Key findings from the report
“It is simply delusional for the plastics industry to imagine that it can double its carbon emissions at the same time as the rest of the world is trying to cut them to zero,” said Kingsmill Bond, Carbon Tracker Energy Strategist and report lead author.
- Why plastic? With demand growth falling for things such as cars and planes, plastics make up all the expected growth in oil for petrochemicals, and are also the largest driver of expected oil demand.
- The oil industry’s plans: The industry is pinning its hopes for future growth on strong plastics demand that will not materialise, as the world starts to tackle plastic waste and governments act to hit climate targets. This risks $400 billion worth of stranded petrochemical investments, increasing the likelihood of peak oil demand.
- The impact of plastic: Plastic imposes large costs on society through air and ocean pollution, microplastics, and waste. Most specifically, carbon dioxide is produced at every stage of the plastic value chain. Not only in the extraction and manufacturing processes, but also at the end of life when it's burnt, buried or recycled.
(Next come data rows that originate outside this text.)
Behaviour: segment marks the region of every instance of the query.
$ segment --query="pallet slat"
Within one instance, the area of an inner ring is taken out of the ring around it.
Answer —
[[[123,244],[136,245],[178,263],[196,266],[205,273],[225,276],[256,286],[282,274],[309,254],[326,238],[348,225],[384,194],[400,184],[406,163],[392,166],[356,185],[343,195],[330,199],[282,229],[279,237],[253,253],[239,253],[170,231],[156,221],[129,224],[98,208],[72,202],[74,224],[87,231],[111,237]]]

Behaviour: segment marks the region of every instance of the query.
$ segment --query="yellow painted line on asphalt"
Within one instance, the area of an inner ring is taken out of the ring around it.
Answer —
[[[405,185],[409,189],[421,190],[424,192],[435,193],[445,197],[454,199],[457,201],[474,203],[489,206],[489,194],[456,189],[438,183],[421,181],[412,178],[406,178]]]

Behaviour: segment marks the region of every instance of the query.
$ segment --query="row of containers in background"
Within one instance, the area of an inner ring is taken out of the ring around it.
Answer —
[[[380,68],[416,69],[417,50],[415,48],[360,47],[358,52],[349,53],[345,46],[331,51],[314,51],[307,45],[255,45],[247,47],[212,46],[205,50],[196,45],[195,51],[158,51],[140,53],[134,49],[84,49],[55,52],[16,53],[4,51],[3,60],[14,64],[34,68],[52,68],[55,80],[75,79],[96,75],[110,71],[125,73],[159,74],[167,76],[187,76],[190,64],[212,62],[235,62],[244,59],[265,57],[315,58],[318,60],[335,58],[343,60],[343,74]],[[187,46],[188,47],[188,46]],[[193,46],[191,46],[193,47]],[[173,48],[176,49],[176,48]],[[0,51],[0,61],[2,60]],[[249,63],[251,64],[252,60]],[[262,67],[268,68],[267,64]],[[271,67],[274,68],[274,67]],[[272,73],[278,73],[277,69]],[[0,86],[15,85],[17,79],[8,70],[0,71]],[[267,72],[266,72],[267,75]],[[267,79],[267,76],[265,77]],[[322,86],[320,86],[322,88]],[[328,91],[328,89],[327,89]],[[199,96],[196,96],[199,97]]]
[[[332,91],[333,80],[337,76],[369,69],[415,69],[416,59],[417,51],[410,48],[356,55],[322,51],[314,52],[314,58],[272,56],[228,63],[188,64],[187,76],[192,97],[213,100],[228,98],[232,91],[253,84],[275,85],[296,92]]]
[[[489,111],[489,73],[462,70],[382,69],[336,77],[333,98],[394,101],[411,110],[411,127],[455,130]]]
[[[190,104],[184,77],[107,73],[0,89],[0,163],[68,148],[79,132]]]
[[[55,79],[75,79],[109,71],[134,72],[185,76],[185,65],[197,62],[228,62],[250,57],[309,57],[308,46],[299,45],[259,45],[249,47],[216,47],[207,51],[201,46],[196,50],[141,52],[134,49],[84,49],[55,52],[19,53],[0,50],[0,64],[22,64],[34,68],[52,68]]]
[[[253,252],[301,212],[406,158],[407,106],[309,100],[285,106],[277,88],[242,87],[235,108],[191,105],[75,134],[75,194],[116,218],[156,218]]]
Carbon Tracker’s report finds that producing a tonne of plastic releases roughly twice as much CO2 as producing a tonne of oil.
But there are technological solutions…
Carbon Tracker also looks at SYSTEMIQ’s “Breaking the Plastic Wave” report which puts forward three solutions to deliver 2040 plastic utility at half the capital cost, half the plastic, and with 700,000 more jobs.
It calls for:
- Reduced plastics demand through better design and regulation. For example, by extending the lifetime of household goods, or creating new delivery models that are based on subscription services or refill from dispensers.
- Substitutes with other products such as compostables, paper, and coated paper. Ie: Replace plastic food punnets with paper ones and introduce paper-based foodservice items.
- Scaling up chemical and mechanical recycling. Expanding the recycling infrastructure size, forcing changes in design and improving the legislative environment.
“There are huge benefits in the change from the current linear system to a more circular one. You can have all the functionality of plastics but at half the capital cost, half the feedstock, 700,000 additional jobs and 80% less plastic pollution.”
… And political solutions too
Carbon Tracker focus on five areas where governments can act:
- Introduce taxes to make polluters pay for the externality cost of oil.
- Take the money raised from these taxes to build recycling systems and infrastructures fit for purpose.
- Regulate design by being clearer about what is allowed and what is not.
- Set targets for the share of recycled plastic that is used in products and for the share of all plastics that must be recycled and collected.
- Ban certain products, such as plastic straws or plastic cutlery or single-use plastic.
The Greenhouse team supported the launch of the report through international media outreach. We secured more than 300 pieces of coverage, including PA, AFP, EFE, The Guardian, The Daily Telegraph, and The Independent.
With the industry already facing huge overcapacity, it's still planning to spend a further $400bn on new capacity and unless stopped, this will result in continued low prices and stranded assets. This report highlights the stark contrast between the plans of the petrochemical industry and the threat of much lower growth, but also shines a light on the political and technological solutions out there.
Policymakers in Europe and China are implementing much stricter regulations using the five key tools of taxation, design rules, bans, targets, and infrastructure. In this time, it is imperative government and investors show a clear plan to solve the plastic problem and help solve the climate crisis.